Kortikosteroidler kullanılmaya başladığında vücudunuz ilacın etkisine alışacaktır. İlaç alımını birdenbire keserseniz bulantı kusma ishal kas krampları halsizlik karın ağrısı ve ateş yükselmesi gibi belirtilerle karşılaşabilirsiniz. Bunu önlemek için; kullanılan ilacın dozunun yavaş yavaş düşürülmesi ve ardından kesilmesi önerilebilir.
Başka bir rahatsızlık söz konusu olduğunda da muayene olduğunuz hekime bu gruba giren ilaçlardan kullandığınızı belirtmenizde yarar vardır.
İNTERFERONLAR (IFN)
(Avonex Betaferon Rebif)
Üşüme titreme ateş halsizlik gibi etkiler görülebilir.
Bu gibi yakınmaların engellenmesi için enjeksiyondan önce ve sonra parasetamol veya NSAİ (İbuprofen) kullanılabilir. (Şikayetler 2-3 ayda düzelme gösterebilir.)
Karaciğerde zarara neden olabilirler.
Böbrekte zarara neden olabilir.
Çok ender de olsa kansızlığa neden olabilir.
Bu tür yakınmaları engelleyebilmek 6 ayda bir geniş test taraması yapılabilir.
Deri döküntülerine rastlanabilir.
Bu durumda öncelikle ilaç kesilerek döküntüler tedavi edilir. Bir süre sonra yeniden iğnelere başlanır.
Depresyon
Uygun ilaç seçimi ve psikiyatrik yardım etkili olur.
Enjeksiyon yeri problemleri
İlacın dikkatli uygulanması aralıklı enjeksiyon uygulama eğitimi ve tedavi sonrası sorun giderilir.
İnterferonlar ne zaman kesilmelidir?
Gebelik
Ağır ateşli hastalıklar
Ciddi IFN yan etkileri
Ağır depresyon
IFN etkisizliği (Çok sayıda atak geçirilmesi)

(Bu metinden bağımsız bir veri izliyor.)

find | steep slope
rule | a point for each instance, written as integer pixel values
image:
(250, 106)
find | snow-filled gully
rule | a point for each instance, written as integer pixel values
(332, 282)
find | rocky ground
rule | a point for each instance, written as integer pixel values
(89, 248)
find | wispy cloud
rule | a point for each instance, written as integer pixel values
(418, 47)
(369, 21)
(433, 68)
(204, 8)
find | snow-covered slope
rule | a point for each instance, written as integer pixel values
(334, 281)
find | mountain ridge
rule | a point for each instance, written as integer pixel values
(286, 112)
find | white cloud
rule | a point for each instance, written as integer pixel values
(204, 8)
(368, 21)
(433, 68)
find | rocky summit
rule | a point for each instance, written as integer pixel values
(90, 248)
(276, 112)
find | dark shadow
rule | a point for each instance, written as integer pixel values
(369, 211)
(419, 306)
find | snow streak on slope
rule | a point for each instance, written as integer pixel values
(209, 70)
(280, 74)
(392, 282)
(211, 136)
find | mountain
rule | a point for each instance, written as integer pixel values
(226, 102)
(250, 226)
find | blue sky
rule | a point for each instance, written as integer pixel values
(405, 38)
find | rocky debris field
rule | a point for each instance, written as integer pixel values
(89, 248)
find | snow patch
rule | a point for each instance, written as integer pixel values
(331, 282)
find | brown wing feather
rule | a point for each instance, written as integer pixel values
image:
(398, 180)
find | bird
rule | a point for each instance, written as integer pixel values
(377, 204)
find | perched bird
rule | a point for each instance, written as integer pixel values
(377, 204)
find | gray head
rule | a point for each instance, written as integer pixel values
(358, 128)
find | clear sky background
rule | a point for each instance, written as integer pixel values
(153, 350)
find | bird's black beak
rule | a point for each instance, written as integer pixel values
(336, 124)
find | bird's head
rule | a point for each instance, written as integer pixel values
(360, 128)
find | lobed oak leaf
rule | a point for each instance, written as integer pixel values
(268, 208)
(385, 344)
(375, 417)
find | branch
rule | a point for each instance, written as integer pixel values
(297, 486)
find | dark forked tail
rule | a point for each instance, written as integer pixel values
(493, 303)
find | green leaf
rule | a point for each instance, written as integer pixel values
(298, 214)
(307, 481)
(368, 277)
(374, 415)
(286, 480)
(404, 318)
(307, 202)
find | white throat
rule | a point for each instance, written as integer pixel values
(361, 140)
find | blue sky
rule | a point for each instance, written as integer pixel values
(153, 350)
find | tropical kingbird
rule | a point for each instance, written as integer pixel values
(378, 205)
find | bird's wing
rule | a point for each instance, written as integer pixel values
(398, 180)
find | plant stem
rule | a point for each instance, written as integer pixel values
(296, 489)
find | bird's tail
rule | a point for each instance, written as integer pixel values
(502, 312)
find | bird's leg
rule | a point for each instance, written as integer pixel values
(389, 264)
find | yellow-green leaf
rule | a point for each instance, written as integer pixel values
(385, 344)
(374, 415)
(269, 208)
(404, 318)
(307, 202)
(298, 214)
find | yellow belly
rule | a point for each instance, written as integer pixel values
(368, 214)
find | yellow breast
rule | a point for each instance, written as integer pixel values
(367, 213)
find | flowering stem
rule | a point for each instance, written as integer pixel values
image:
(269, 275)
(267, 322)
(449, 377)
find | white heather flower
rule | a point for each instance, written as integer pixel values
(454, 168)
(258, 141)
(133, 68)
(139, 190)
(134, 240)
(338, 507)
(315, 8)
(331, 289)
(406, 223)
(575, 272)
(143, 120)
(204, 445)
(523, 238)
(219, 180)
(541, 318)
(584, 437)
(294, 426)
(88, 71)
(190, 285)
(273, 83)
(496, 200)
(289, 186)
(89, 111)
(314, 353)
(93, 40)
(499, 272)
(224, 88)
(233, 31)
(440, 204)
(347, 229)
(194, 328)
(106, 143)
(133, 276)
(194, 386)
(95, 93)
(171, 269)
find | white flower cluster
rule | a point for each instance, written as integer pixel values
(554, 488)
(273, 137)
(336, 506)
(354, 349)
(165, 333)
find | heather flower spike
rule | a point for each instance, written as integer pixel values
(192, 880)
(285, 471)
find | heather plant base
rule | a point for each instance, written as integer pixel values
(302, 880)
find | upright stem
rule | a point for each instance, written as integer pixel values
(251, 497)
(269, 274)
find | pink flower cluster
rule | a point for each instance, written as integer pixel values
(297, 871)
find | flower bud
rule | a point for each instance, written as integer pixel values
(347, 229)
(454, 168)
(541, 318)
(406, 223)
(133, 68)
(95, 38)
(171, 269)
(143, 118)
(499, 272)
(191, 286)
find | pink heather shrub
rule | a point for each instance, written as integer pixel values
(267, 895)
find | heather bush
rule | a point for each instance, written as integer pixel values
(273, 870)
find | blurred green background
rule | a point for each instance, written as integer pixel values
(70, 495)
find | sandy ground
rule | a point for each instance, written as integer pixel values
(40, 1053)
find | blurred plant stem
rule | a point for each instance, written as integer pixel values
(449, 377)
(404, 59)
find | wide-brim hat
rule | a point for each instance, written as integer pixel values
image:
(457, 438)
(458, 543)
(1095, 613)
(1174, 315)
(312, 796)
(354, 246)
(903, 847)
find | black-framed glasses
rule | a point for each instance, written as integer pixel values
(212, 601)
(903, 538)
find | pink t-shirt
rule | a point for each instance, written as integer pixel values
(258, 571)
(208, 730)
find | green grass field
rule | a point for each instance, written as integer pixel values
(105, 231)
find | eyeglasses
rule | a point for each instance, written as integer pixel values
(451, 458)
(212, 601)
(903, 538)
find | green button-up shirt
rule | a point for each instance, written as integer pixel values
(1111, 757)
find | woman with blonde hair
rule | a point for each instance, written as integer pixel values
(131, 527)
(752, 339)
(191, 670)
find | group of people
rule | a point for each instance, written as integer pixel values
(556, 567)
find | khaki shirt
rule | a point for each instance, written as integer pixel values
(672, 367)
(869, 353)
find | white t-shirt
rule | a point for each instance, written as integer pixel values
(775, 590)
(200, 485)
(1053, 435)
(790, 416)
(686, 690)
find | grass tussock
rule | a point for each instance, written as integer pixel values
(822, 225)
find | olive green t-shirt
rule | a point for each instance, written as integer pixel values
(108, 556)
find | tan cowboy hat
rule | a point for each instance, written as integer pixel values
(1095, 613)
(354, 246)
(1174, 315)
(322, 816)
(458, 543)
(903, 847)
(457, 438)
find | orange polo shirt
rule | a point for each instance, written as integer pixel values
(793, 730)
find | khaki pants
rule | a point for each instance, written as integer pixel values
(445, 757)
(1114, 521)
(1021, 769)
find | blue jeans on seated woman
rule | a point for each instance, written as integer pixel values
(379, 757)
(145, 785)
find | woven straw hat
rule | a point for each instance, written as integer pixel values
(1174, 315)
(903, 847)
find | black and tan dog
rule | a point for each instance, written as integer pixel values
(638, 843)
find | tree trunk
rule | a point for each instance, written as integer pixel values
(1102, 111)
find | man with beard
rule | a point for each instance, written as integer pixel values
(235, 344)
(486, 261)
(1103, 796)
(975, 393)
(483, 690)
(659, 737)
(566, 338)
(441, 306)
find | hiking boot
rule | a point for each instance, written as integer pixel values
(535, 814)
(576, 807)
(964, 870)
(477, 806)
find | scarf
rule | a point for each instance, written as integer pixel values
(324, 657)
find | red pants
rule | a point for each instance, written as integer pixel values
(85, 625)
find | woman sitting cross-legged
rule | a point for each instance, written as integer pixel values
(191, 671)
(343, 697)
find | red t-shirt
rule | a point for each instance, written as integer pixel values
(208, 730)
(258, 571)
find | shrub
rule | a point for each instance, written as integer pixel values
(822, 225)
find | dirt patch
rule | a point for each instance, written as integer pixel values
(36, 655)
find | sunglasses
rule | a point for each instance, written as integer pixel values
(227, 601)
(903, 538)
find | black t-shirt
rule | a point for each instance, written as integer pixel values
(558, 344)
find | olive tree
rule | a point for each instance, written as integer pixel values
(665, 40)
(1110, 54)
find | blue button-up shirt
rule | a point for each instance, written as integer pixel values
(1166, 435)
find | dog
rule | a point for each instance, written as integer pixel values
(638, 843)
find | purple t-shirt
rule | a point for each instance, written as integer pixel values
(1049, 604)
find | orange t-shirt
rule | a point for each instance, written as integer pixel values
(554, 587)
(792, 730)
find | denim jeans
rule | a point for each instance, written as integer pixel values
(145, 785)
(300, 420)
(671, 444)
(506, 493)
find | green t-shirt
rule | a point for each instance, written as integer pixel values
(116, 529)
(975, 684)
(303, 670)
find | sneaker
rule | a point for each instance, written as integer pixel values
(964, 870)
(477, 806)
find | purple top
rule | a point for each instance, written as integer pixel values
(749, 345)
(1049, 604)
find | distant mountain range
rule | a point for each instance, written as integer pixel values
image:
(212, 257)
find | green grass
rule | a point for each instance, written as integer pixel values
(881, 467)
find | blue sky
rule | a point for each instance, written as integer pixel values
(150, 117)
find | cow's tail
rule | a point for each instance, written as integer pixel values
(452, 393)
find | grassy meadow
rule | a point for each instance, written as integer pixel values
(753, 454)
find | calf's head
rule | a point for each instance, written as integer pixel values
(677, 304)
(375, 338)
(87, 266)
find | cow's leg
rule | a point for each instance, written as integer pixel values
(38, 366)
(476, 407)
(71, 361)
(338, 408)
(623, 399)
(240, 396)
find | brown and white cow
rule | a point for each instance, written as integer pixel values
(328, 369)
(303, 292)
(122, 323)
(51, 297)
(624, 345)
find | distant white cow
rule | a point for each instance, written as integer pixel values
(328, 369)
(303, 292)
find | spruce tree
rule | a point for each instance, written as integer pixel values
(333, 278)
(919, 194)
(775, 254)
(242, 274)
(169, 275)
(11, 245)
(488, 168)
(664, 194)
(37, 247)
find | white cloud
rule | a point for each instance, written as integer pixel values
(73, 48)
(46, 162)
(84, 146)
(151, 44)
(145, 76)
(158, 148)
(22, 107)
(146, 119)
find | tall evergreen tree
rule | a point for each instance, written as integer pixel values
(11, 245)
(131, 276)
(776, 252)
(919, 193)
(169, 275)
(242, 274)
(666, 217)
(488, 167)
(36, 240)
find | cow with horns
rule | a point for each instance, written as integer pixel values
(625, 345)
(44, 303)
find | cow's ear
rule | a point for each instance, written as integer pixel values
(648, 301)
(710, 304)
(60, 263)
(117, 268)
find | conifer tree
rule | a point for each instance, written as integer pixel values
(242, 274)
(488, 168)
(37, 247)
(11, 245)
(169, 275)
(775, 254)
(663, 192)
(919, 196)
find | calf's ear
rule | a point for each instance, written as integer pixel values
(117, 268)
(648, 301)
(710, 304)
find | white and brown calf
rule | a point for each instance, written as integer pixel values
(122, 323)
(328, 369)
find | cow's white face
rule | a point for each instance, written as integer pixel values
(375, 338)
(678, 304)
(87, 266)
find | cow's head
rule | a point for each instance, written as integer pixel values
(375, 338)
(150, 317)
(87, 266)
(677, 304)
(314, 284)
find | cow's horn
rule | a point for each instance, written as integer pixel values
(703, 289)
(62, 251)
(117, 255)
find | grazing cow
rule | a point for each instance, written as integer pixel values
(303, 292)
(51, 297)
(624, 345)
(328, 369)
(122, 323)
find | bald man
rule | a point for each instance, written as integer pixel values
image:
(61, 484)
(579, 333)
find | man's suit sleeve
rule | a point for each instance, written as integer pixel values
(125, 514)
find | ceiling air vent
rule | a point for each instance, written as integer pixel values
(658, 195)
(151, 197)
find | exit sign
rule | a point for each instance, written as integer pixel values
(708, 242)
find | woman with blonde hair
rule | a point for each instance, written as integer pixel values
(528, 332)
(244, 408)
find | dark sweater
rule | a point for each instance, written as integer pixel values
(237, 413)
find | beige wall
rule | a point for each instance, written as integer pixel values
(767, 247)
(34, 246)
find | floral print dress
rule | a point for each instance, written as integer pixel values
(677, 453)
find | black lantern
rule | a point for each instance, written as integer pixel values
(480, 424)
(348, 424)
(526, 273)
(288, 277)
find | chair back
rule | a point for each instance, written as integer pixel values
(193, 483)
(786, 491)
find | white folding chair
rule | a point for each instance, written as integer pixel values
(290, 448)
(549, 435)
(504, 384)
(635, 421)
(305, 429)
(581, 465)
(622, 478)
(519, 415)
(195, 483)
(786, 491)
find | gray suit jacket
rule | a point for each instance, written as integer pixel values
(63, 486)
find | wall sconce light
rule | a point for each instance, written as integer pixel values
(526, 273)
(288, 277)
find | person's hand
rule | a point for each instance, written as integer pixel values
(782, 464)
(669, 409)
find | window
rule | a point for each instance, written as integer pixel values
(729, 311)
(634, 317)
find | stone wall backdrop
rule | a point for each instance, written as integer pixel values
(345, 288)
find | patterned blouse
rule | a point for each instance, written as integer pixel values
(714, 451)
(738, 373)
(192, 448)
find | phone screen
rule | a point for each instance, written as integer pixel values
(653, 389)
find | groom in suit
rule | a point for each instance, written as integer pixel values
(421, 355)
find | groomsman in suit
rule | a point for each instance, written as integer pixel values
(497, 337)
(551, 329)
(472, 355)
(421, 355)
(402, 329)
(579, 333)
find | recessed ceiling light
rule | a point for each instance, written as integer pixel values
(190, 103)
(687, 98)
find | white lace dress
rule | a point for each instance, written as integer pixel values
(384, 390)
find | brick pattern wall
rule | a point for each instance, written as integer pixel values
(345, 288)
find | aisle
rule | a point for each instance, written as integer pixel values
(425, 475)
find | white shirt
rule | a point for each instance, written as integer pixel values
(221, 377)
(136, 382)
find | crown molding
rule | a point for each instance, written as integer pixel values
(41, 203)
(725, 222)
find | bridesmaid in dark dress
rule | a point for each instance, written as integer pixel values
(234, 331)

İMMUNO SUPRESİFLER (Bağışıklık sistemi baskılayıcıları)
(Azathiopirin Methotrexate İmuran)
Mide ağrısı
Başlangıçta düşük doz ile başlanarak mide yanması önlenebilir.
Eklem ağrıları
Aşırı eklem ağrıları olursa bireysel duyarlılık nedeniyle ilaç kullanılmayabilir.
Kemik iliği baskılanması
Kemik iliği baskılanması için önceleri her 15 günde daha sonra her ay ya da 2 ayda bir kan sayımı yaparak izlenir.
Halsizlik
Karaciğere toksik etki
Karaciğer testleri başlarda her ay yapılır. Devamındaki aylarda daha seyrekleştirilebilir.
ANTİDEPRESANLAR
(Trisiklik Antidepresanlar Laroxyl SSRI Seroxat Cipram Prozac )
Sedasyon (Uyku hali) genel şikayetlerdendir. Alışılır.
Uyku düzenliği bozukluğu (Aworix uykusuzluğa yol açabilir.)
Ağızda kurumalara neden olur.
Amantadin
(Amantadin Ratio-pharm)
Livedo reticularis
Akıl şaşkınlığı
Bireysel duyarlılık olursa ilaç kesilir.
MULTİPL SKLEROZ TEDAVİSİ: Hastalık gidişini değiştiren ilaçlar
Hastalık gidişini değiştiren (hastalığı modifiye eden) ilaçlar bir atağı önleyebilen ya da atak şiddetini azaltabilen ilaçlardır. Halihazırda bu tipten iki madde vardır:İnterferonlar ve glatiramer asetat.
İNTERFERONLAR (IFN): Bunlar bedende bir yangı oluştuğu zaman belli hücrelerden salınan yangıyı azaltma veya arttırma özelliği olan maddelerdir. İki tip beta-IFN vardır:a ve b. IFN-beta 1 a haftada 3 kez cilt altına ve haftada 1 kez kas içine enjeksiyon şeklinde uygulanan 2 ve IFN-beta 1b günaşırı cilt altına uygulanan enjeksiyon şeklinde 1 ilaç olarak bulunmaktadır. Her 3 ilacın da birbirlerine göre bazı farklılıkları bulunmakla birlikte kabaca atak sayısını üçte bir oranında azalttıkları söylenebilir. Ayrıca atak şiddetini azalttıkları ve MR ölçütlerinde de olumlu etkileri olduğu gösterilmiştir.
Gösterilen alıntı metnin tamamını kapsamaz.